第78章 交錯
ようやく上体を起こした黒子っちは、ペットボトルを渡すと小さくすみませんと言って、思い切り飲み干した。
「今日、赤司君と夕飯を一緒に食べましたよ」
「赤司っちと? 珍しいっスね」
「近くまで来たというので」
赤司っちとは……あの事件の後には結構頻繁に会ったりしていたけど、今ではたまにメールで連絡を取り合う程度になっていた。
赤司っちは、ずっとみわの事を気にかけてくれてる。
あの事件の時、みわを助けられなかったと、ずっとそう思ってるみたいで……。
何にも役に立たなかったのは、オレなのに。
……いけない、今思い出す事じゃないっスね。
彼もオレも忙しい身だ。
赤司っちも、また皆で集まりたいって言ってたな。
また皆でバカやって騒ぎたい。
「みわさんにも声を掛けたんですけどね」
「……ふーん」
「妬けますか?」
「そういうんじゃないスけど……」
当たり前なんだけど。
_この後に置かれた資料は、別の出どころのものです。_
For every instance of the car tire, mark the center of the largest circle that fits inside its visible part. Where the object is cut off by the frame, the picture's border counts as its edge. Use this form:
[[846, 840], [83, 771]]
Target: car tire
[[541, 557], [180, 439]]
皆はみわとも友達だから当たり前なんだけど。
オレはみわとロクに会えねえのに、なんか気楽にメシ食いに行こうとかそういう誘いが出来るとかさ……。
「……いや、妬いてんのかもしれないっスわ」
「そうだと思いました」
アッサリとそう言って笑う黒子っち。
ちぇ、なんでもお見通しかよ。
「でも今日は体調が優れないとの事で、また次の機会にと」
「え? 体調が、って、誰が?」
「みわさんです」
え……みわ、具合悪い?
メッセージでは、そんな事一言も……。
また、オレに心配かけないようにって、黙ってたのかな。
ちょっと、様子見に寄ってから帰ろうか。
「そろそろ冷えてきましたし、帰りましょうか。2人は明日からまた忙しいんでしょう?」
確かに、少し落ち着いて汗が冷えて来た。
3月と言えどこの時間はだいぶ冷え込む。
風邪を引く前に退散した方が良さそうだ。